The obvious objection
There is a fair counter-argument here. Orange’s multi-partner strategy could dilute the purity of the French stack rather than complete it. If Orange works with Eutelsat, SES, Starlink, Telesat, AST SpaceMobile, and Satellite Connect Europe, then Orange may be functioning less as the commercial arm of a French architecture and more as a pragmatic buyer of whichever capacity best fits each market. That is true as far as it goes. Reuters’ March 2 report makes exactly that point about Orange choosing providers according to coverage, handset usage, and local conditions.
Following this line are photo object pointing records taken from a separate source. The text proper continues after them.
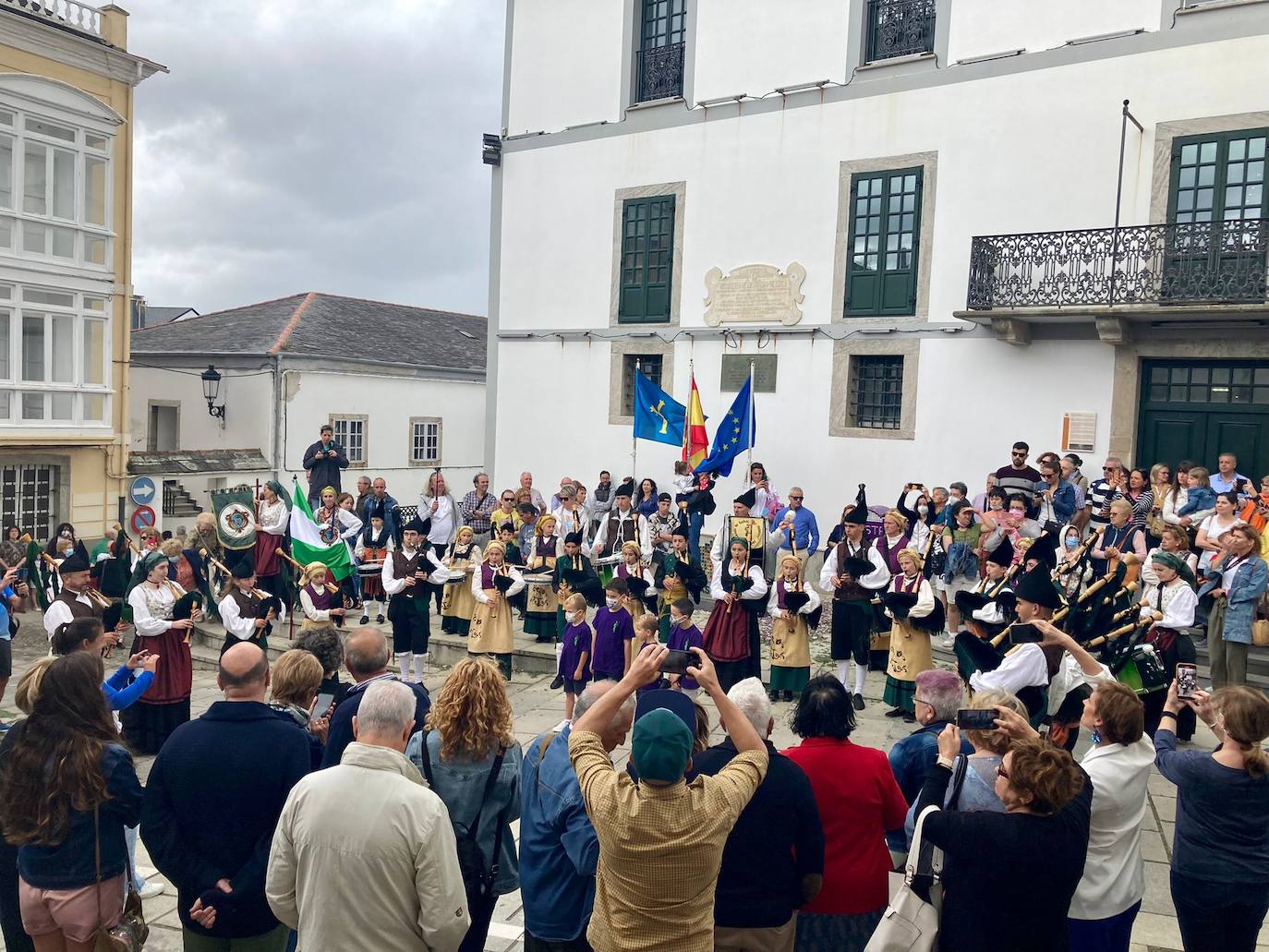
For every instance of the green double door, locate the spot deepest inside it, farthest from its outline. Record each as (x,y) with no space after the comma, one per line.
(1197,410)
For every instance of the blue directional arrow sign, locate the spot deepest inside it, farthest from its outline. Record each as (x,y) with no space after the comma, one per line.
(142,490)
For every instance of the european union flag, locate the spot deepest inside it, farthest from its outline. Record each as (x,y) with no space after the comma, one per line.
(736,433)
(658,416)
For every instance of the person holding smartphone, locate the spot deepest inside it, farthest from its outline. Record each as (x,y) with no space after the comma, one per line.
(1220,877)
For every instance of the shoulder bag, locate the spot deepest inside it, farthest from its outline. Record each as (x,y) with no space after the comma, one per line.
(477,877)
(912,921)
(131,932)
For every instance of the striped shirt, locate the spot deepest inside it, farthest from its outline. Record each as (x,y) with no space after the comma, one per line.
(659,848)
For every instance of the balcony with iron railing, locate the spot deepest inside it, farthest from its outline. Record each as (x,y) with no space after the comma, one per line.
(64,14)
(1153,273)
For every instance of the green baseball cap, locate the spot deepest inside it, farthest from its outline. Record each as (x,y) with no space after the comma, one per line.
(661,746)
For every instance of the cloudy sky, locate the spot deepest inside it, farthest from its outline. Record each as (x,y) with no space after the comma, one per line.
(312,145)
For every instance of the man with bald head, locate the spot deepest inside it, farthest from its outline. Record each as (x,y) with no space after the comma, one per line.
(366,656)
(212,801)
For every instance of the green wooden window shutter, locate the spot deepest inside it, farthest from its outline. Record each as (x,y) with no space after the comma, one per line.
(883,243)
(647,259)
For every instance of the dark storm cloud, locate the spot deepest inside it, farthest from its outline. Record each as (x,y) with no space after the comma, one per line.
(315,146)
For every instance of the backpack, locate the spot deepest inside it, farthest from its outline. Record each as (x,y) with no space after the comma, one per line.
(477,878)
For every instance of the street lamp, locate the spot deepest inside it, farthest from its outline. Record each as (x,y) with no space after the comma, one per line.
(211,390)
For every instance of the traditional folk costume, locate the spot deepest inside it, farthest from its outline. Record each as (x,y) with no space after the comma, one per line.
(677,576)
(240,610)
(458,605)
(542,613)
(731,636)
(269,538)
(407,610)
(985,610)
(372,551)
(1177,600)
(165,704)
(316,600)
(912,605)
(492,586)
(791,633)
(862,572)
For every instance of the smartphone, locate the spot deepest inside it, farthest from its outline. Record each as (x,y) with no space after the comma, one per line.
(322,706)
(1187,680)
(974,720)
(1024,633)
(678,661)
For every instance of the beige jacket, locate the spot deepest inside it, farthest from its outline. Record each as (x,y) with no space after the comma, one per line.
(365,858)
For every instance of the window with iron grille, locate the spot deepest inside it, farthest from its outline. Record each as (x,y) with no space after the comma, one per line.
(647,259)
(900,28)
(648,365)
(350,434)
(28,498)
(662,28)
(424,440)
(883,243)
(877,392)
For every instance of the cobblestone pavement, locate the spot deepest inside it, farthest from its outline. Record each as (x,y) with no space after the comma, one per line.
(538,708)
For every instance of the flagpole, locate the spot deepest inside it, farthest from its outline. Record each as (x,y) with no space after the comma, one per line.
(749,456)
(634,440)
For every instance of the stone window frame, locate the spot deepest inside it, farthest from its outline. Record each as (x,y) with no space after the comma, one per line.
(679,189)
(847,170)
(616,361)
(366,437)
(841,387)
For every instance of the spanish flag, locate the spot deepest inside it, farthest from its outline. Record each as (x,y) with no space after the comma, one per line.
(695,440)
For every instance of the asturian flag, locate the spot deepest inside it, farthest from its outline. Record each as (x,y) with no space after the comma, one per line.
(306,541)
(737,432)
(695,440)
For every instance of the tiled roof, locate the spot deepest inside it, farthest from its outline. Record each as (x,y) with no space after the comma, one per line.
(326,325)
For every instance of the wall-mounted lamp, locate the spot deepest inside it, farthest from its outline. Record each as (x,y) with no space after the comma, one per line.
(211,390)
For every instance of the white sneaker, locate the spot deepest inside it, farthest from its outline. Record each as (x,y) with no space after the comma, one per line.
(150,890)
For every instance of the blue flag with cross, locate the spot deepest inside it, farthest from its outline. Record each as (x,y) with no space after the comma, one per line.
(658,416)
(737,432)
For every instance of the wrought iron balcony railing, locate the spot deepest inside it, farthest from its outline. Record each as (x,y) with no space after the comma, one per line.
(63,13)
(1161,264)
(660,73)
(900,28)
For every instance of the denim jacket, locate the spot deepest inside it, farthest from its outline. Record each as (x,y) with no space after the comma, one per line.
(71,863)
(460,783)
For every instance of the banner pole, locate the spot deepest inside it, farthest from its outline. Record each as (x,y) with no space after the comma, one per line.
(749,456)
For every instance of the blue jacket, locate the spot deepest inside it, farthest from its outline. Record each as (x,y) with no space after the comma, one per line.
(212,802)
(340,732)
(73,862)
(559,847)
(912,758)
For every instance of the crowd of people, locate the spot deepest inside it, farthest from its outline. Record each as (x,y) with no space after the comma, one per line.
(305,809)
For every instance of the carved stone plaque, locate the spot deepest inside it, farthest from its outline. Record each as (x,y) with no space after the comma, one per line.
(753,294)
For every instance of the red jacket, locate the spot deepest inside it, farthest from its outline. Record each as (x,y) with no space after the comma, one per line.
(858,801)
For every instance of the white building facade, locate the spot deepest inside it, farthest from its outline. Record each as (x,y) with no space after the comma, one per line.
(404,389)
(900,152)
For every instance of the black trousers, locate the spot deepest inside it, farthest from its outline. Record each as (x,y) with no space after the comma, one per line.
(411,627)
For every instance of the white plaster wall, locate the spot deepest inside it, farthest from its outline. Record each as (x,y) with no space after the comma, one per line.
(985,27)
(566,64)
(954,438)
(755,46)
(1041,154)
That objection does not really kill the thesis. It actually refines it. Orange does not need to be a pure captive channel for the French stack to make the stack more exportable. It only needs to provide the commercial layer, market access, and telecom credibility that the industrial side lacks on its own. In fact, the multi-partner approach may make the French proposition more credible abroad because it looks less like a closed nationalist machine and more like a sovereign-friendly service architecture with room for pragmatic integration. The stack does not need ideological purity. It needs deployability.
IRIS² also carries its own risks. Reuters reported when the EU advanced the constellation in December 2024 that the program had already been delayed and that costs had risen substantially. That matters because any further slippage would weaken the showroom effect the project currently provides. Still, that does not erase the underlying French logic. If anything, it increases the value of having commercial and industrial layers that can be used outside the formal IRIS² timetable.
France may be building the first serious European template for selling Sovereign Connectivity As a Managed Service (SCAMS)
So the sharper reading is not that France has built a neat vertical and can now admire it. The sharper reading is that France may be building the first serious European template for selling sovereign connectivity as a managed service (SCAMS). Orange is the crucial layer because it turns industrial capability into something that can be distributed, supported, and priced in markets outside France. That is what gives the “other sovereign nations” angle real weight. The likely buyers are not countries chasing perfect autonomy. They are countries looking for enough independence to avoid being cornered.
IRIS² looks less like the endpoint in that story and more like the proof case. The strategic value lies in showing that a European-branded system can be built around a French-centered chain and then carried outward through a telecom layer with reach across Europe and Africa. That is more durable than a slogan about sovereignty and less theatrical than pretending France needs to own every part of the machine. The stack only has to be coherent enough, and commercial enough, that other states can treat it as a credible alternative when dependence starts to feel expensive.